WILTSHIRE Police will receive a share of more than £300,000 of Home Office funding to help pay for the merger of forensics services across the South West.

Every force in the country is being granted a slice of a £50m Innovation Fund pot from central government, now in its first year, which will be awarded every 12 months.

Witlshire, along with Avon and Somerset, Devon and Cornwall, Dorset and Gloucestershire, will be given £180,000 to set up the new South West Forensic Science Service, which will look to share specialism across all forces.

Part of £150,000 will also go to Wiltshire Police as part of a bid for new software for management of specialist operations.

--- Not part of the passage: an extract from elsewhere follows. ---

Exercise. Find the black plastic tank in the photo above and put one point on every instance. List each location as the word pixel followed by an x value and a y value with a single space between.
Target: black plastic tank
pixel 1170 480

Bids are already being taken for the next round of funding, and Wiltshire have put in joint bids with sister forces for £750,000 for digital evidence storage, and £1,764,000 for additional work to introduce digital forensics, crime scene identification and fingerprint and drugs analysis to the South West Forensic Science Service.

Police and Crime Commiss-ioner Angus Macpherson said sharing resources would be crucial for investigations across the forces in the South West.

“With forensics we are looking at the benefits of having pooled expertise,” he said.

“That would become more specialised as we move forward with the project.

“All of the commissioners in the South West are asking if there are things that our own forces do particularly well that we can share with others.

“This will be looking primarily at fingerprints, hardware, and support for serious and organised crime teams, which we tend to deal with on a regional basis already, certainly with Avon and Somerset. Wiltshire is not a crime hotspot but we do need these resources to hand.

“The recent Swindon murder was led by Wiltshire officer Sean Memory supported by officers from Avon and Somerset who brought their own knowledge and expertise to the investigation, so it is clear we do need that shared expertise moving forward.”

Policing Minister Mike Penning said: “I am delighted that every police force in the country showed such a positive, forward-thinking attitude and came to us with new ideas and ways of working.

“It meant we could allocate £50 million to some innovative projects and I am already looking forward to visiting forces and seeing the results.

“Crime has fallen by more than 10 per cent under this government. I believe we can help the police do their job even better by encouraging them to embrace new technology and build on ideas from the grass roots.”